His comrades had been starting to give him a hard time. "Nice shot,
Yao," one of his fellow soldiers says. "It's about time. Way to waste a
Starch Face."
The scene shifts to Beijing, where the wife of the Chinese head of
state is being interviewed by a reporter. The First Lady of China denies
that her nation's occupation of the Southwestern United States –
conducted with a coalition of forces that includes tens of thousands of
Mexican soldiers determined to avenge the seizure of Mexican lands by the
U.S. during the late 1840s (after the Mexican-American War) – is motivated
by an imperial Chinese desire to control North American oil. She says
the occupation is going much better than the Chinese people know. "The
media," she says, is making things look worse than they really are.
Then I see Michael Dutton Douglas. He's making an improvised explosive
device of some sort. The slaughter of Laura Welch (who he had recently
dated) has turned him into a national independence fighter. The bumper
sticker on his car reads "Don't Mess with Texas."
A missile from a Chinese drone blows him up. An entire apartment building goes up in
flames, killing 24 innocent civilians. That makes for 1.5 million American
dead since the occupation began…on November 6, 2023.
The Americans' deaths and identities are unmentioned in China's leading
newspaper of record's daily "Names of the Dead" feature. The only
victims recorded in that section are the sturdy peasant sons and daughters
who have given their lives in China's inherently noble struggle to
defeat the "terrorist" enemies of "civilization" in (just coincidentally)
oil-rich Texas.
Then I'm sitting in an out of the way Beijing coffee shop listening to
Hendrix and talking to somebody who calls herself an anarchist.
We both agree that nobody seems to care about all those faceless,
nameless American victims of Chinese foreign policy.

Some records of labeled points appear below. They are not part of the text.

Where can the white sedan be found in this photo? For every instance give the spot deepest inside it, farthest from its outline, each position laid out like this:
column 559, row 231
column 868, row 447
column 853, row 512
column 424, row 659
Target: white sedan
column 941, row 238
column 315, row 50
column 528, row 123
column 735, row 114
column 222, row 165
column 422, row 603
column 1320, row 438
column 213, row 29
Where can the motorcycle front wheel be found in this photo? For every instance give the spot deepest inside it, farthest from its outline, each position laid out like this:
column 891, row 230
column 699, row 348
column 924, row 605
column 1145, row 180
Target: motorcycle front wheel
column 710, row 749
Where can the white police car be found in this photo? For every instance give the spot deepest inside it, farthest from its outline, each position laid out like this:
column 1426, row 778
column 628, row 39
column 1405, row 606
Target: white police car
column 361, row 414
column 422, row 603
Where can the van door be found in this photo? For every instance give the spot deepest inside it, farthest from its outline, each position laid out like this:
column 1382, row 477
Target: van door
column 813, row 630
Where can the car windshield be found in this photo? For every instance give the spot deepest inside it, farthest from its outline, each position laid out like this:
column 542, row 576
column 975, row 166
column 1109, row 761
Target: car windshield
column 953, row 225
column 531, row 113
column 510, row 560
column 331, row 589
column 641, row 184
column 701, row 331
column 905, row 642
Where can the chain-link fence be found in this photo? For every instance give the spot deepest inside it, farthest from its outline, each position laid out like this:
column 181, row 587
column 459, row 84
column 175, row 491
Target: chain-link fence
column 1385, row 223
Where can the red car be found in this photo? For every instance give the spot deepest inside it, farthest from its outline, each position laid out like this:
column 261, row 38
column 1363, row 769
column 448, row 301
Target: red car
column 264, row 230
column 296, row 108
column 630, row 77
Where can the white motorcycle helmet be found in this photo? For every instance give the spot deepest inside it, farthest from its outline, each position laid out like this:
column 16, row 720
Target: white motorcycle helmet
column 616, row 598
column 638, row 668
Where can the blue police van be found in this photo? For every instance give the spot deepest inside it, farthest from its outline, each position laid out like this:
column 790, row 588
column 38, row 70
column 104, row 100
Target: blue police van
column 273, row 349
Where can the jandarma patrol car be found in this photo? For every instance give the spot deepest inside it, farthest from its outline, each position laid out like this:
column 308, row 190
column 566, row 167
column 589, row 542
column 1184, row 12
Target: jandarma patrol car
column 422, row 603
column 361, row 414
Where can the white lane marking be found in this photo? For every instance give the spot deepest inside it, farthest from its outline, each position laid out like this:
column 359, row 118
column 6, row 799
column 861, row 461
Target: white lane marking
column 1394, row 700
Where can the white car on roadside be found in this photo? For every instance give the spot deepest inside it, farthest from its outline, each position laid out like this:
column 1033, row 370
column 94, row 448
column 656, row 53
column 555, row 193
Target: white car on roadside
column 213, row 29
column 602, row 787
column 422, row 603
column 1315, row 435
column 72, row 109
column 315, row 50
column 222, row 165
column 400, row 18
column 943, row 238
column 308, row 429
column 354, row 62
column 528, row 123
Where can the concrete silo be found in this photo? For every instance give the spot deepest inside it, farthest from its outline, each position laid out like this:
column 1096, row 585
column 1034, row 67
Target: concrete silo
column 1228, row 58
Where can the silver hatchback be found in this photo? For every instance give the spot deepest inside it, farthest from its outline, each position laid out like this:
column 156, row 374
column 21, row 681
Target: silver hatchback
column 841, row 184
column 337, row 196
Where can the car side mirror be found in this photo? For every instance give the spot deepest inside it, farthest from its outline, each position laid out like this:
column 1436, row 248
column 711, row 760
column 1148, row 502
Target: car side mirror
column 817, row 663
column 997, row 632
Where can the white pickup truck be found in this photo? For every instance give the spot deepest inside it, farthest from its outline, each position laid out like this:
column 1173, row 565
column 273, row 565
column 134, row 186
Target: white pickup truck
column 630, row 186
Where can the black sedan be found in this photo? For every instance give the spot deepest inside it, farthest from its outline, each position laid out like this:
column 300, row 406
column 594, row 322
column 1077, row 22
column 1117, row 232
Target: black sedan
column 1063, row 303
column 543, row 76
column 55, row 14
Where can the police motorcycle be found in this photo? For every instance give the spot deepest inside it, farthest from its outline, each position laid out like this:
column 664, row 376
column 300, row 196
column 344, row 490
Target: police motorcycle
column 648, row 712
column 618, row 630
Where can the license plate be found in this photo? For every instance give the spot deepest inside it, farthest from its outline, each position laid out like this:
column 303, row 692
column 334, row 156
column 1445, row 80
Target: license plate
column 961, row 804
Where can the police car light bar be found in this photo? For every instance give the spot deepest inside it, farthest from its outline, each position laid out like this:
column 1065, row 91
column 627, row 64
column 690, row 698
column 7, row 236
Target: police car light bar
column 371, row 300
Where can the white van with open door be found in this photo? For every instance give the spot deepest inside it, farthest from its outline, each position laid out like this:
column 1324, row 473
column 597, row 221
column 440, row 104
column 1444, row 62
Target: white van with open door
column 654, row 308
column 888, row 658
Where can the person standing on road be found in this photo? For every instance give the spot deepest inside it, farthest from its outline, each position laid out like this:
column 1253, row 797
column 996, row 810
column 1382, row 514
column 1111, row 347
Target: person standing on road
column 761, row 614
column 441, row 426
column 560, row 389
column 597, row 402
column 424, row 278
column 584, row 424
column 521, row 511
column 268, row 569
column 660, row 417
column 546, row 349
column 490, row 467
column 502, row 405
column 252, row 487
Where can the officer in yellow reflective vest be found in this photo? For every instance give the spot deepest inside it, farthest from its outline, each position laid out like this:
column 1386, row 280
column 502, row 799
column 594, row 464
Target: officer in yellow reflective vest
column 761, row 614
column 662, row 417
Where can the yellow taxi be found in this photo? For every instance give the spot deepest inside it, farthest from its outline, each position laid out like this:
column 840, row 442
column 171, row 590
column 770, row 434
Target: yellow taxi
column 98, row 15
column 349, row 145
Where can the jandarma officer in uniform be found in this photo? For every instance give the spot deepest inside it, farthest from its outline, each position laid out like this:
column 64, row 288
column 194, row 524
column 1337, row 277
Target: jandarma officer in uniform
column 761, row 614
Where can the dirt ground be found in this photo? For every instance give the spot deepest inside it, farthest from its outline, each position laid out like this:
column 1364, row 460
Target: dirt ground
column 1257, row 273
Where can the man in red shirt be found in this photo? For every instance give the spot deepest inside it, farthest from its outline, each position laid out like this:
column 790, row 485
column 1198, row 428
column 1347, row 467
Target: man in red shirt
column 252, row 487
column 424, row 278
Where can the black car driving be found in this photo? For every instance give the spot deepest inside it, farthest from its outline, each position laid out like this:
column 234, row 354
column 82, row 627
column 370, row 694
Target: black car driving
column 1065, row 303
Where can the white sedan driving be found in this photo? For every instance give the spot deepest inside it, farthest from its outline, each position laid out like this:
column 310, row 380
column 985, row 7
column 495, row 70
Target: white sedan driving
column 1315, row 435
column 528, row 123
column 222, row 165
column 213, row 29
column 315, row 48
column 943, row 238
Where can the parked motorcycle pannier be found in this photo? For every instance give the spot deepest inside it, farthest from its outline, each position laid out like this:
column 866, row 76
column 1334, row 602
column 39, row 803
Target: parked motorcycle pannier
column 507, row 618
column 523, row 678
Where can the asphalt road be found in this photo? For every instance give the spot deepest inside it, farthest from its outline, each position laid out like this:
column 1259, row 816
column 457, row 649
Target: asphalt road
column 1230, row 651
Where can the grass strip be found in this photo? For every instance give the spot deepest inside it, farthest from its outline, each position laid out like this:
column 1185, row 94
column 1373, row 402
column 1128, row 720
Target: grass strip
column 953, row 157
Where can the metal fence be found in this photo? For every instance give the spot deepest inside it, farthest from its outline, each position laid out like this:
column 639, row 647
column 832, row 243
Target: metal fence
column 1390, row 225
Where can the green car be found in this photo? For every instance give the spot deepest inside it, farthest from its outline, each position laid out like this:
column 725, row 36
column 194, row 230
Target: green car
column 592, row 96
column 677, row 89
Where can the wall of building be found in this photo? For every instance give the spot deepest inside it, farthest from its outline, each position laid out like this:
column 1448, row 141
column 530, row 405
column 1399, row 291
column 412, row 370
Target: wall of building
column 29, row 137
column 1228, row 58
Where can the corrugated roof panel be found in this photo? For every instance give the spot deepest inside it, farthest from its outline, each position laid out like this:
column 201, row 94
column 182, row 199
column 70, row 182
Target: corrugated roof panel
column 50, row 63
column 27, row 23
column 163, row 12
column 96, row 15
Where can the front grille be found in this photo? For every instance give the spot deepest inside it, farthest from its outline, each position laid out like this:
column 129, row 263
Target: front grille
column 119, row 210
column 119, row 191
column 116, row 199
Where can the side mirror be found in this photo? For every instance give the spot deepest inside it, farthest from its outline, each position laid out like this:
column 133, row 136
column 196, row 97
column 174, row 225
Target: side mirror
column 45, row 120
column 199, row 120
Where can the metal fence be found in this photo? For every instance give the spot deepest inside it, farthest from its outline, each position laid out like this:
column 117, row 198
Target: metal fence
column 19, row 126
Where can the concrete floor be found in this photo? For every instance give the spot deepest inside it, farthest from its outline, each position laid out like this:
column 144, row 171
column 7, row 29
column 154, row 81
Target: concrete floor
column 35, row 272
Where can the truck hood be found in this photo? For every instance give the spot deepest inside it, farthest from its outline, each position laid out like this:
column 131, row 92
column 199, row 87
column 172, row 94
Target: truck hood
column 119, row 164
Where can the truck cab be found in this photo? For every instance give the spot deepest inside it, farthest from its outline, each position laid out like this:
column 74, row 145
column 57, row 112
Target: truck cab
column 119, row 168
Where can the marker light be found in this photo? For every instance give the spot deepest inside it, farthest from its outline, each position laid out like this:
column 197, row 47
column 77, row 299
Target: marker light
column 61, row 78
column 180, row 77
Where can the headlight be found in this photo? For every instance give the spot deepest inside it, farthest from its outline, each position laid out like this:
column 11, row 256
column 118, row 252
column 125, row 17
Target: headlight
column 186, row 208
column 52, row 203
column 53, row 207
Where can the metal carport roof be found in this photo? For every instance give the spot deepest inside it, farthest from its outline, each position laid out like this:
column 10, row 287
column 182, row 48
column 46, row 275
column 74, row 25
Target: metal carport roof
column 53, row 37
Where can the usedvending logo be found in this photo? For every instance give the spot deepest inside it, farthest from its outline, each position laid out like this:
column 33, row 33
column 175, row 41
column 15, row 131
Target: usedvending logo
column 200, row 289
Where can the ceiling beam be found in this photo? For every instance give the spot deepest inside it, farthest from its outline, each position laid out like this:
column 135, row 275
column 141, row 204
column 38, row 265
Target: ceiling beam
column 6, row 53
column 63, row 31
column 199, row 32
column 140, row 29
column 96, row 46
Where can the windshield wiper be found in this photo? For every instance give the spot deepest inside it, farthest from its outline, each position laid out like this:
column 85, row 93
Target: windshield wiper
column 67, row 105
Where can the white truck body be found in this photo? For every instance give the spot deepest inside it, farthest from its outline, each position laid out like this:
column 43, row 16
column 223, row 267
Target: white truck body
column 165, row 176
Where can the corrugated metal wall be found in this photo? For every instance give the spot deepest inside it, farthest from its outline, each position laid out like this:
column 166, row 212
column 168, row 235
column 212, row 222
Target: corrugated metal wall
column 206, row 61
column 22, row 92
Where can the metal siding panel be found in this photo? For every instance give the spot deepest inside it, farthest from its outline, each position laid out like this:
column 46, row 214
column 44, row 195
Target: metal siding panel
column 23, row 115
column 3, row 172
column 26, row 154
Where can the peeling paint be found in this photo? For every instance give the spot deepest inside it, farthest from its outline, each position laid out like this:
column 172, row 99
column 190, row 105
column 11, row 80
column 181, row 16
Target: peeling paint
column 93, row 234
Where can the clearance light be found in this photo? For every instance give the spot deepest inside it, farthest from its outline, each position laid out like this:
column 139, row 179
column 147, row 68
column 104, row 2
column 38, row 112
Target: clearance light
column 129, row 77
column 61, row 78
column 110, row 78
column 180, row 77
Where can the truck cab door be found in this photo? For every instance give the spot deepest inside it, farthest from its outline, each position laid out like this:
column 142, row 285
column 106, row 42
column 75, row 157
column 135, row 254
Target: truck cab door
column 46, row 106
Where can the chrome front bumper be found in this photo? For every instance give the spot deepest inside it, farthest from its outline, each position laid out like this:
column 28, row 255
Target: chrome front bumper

I know these dreams are whacked out. George W. Bush would never be
caught, well, dead doing anything actually dangerous in Iraq. He and the
rest of the imperial "elite" believe that they are too privileged and
precious to actually put their bodies on the line for the criminal
policies they advance. It's the job of poorer and darker Americans to die
for their high-state lies. I don't think Bush going to start
drinking or coking-up again.
The notion of China having the capacity to invade and occupy part of
the U.S. is just as preposterous. And of course Texas tapped out most of
its oil along time ago. I don't know if Michael Dutton Douglas had
small munitions potential. I don't think they allow Hendrix to played in
China. And I don't believe in Hell (or Heaven).
But dreams aren't about rational thought. And these ones must come
from somewhere. I wonder where.
* Ok, this went out as a ZNet Sustainer Commentary on New Year's Eve. It's the one I started to put and then took down when I realized it was going up as a Sustainer piece. I don't usually post such pieces on the blog but thought I'd make an exception for this. It's a few days later. It got a big response and has been around the Web a bit.
No, I did not actually have these "dreams," of course. I can't honestly call the first one a "nightmare."
This piece is just a simple exercise in world-systemic moral inversion meant to encourage American readers to think outside the imperial box and develop a sharper and more empathetic sense of what United States actions look like to targeted global others.